Compilation album by Tina Arena
- Released: 22 May 2009
- Recorded: 2003 in Falcon Valley, Italy
- Genre: R&B; soul;
- Producer: Paul Manners

Tina Arena chronology
| The Best & le meilleur (2009) | The Peel Me Sessions 2003 (2009) | Live: The Onstage Collection (2010) |

= The Peel Me Sessions 2003 =

The Peel Me Sessions 2003 is the fourth compilation album by Australian singer and songwriter Tina Arena, which was released exclusively through her official website on 22 May 2009. The album contains nine songs recorded during the northern summer of 2003 in Falcon Valley, Italy.

The project was written and recorded but rejected by her label at the time, Sony Australia, and shelved indefinitely with two of the tracks recorded, "Italian Love Song" and "Take Me Apart", instead appearing on her final release with the label Greatest Hits 1994-2004. Her cover of Diana Ross's "Love Hangover" appeared on her 2007 album Songs of Love & Loss.

"Transparency" was co-written by Arena and Andrew De Silva of Australian R&B group CDB and Paul Cecchinelli who is currently a member of singer Vanessa Amorosi's touring band.

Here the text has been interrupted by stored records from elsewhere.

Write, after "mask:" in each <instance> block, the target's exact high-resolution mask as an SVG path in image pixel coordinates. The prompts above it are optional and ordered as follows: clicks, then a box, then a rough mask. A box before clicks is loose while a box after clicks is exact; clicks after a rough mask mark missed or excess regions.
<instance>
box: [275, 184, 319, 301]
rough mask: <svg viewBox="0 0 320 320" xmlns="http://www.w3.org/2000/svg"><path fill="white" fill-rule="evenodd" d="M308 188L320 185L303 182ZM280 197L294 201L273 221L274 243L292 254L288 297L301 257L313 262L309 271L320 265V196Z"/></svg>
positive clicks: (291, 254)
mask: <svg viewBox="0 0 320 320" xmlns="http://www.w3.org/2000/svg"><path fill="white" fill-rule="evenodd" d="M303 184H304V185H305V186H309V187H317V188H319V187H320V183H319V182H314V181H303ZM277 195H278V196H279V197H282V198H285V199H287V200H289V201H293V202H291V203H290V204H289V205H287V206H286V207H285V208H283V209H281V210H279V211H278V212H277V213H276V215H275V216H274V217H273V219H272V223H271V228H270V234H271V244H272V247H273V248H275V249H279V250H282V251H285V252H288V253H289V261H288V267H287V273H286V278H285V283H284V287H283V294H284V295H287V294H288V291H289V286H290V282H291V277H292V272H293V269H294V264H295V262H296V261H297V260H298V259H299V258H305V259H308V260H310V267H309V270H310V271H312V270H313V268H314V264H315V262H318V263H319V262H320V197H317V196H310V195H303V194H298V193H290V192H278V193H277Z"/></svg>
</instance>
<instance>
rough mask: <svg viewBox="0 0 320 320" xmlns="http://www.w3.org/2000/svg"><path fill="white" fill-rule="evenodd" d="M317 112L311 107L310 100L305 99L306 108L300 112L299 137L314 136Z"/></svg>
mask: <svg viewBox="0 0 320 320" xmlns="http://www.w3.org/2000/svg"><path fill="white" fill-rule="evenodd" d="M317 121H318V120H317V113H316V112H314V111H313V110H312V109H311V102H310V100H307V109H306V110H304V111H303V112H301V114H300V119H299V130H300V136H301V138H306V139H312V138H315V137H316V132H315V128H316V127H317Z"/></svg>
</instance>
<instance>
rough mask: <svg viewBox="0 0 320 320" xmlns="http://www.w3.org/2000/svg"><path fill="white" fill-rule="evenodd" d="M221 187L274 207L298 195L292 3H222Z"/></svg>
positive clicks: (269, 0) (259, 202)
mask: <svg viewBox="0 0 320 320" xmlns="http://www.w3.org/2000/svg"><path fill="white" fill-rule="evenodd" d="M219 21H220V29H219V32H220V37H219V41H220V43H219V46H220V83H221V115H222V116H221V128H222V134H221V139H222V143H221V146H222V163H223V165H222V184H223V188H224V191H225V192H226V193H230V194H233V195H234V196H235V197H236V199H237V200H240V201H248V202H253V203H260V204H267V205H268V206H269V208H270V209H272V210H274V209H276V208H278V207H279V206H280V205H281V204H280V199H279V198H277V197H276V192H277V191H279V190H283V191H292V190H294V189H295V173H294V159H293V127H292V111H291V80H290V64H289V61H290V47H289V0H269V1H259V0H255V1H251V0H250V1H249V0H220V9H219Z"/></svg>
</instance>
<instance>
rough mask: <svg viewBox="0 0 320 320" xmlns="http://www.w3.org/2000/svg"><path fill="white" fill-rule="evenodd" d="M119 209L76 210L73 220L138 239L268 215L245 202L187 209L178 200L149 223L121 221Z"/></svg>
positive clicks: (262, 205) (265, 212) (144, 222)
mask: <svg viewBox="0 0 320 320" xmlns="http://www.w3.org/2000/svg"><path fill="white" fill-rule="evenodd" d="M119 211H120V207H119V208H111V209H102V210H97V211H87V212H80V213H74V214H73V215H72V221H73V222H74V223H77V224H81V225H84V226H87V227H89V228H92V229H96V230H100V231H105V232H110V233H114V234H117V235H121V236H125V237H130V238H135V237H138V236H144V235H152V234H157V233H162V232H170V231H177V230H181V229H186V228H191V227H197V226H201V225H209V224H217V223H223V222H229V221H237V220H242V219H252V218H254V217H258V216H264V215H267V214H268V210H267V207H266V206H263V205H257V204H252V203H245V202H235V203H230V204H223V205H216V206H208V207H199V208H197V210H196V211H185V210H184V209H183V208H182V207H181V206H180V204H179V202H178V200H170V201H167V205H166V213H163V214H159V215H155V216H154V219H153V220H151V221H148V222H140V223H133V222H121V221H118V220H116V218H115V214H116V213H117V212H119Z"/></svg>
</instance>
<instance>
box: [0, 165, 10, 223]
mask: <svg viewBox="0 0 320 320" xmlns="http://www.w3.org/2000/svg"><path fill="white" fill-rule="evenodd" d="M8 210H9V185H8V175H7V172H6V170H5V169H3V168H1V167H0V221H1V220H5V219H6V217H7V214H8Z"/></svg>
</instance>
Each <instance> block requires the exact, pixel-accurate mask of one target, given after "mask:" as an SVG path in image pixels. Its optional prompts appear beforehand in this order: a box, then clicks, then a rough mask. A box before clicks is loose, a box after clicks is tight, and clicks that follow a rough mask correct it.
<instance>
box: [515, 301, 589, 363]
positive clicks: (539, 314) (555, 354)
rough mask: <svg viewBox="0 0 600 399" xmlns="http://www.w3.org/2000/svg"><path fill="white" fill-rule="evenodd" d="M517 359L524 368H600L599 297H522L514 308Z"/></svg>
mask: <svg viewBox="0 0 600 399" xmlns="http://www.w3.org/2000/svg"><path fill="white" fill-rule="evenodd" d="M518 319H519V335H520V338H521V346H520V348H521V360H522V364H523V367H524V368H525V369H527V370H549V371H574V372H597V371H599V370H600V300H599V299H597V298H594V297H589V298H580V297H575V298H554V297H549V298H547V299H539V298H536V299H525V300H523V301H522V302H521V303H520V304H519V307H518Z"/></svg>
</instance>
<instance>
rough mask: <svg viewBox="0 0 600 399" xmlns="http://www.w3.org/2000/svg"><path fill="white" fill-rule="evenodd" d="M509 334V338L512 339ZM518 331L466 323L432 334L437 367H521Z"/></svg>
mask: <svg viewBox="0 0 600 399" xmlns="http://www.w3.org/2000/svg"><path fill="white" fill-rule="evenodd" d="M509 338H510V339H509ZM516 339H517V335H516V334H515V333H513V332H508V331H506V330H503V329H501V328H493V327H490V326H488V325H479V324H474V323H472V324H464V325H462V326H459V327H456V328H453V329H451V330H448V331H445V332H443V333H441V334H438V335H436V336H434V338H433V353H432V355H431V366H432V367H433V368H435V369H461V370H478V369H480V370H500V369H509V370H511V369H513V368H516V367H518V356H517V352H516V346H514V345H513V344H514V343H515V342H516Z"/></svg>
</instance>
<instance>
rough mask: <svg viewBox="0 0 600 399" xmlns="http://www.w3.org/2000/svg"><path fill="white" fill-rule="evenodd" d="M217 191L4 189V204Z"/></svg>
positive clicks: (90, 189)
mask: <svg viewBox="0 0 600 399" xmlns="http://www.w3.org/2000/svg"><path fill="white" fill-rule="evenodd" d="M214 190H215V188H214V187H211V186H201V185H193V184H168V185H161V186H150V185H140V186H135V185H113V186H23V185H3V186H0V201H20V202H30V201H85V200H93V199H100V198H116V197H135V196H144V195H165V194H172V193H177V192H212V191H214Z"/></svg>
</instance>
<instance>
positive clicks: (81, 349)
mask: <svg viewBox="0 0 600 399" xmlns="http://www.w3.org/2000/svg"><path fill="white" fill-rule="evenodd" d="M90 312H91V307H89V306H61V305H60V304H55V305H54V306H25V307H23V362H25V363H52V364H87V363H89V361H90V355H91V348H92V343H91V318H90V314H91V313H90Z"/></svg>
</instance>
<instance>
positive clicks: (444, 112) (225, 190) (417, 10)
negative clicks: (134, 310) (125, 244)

Arena penned "No Apology" with production team The Matrix.

==Track listing==
1. "Talk to Me" (Bob Heatlie, KT Tunstall) – 4:10
2. "Your Love Has Never Failed Me Yet" (Terry Britten, Charmain) – 3:56
3. "Peel Me (Like an Orange)" (Tina Arena, Tom Kelly, Billy Steinberg) – 3:51
4. "Transparency" (Arena, Paul Cecchinelli, Andrew De Silva) – 5:07
5. "Drunk on Love" (Arena, Andrew Sutton) – 4:22 (Incorrectly titled 'Drunk With Love' on reverse of the packaging: the real title is on the CD).
6. "Doesn't It Feel Good" (Arena, Pam Reswick, Steve Werfel) – 3:59
7. "No Apology" (Scott Alspach, Arena, Lauren Christy, Graham Edwards) – 4:43
8. "Take Me Apart" (Fiona Kernaghan) – 4:03
9. "(Sweetest) Love Hangover" (Marilyn McLeod, Pam Sawyer) – 4:36 (Incorrectly titled 'Sweetest (Love) Hangover' on actual CD, real title on reverse of packaging.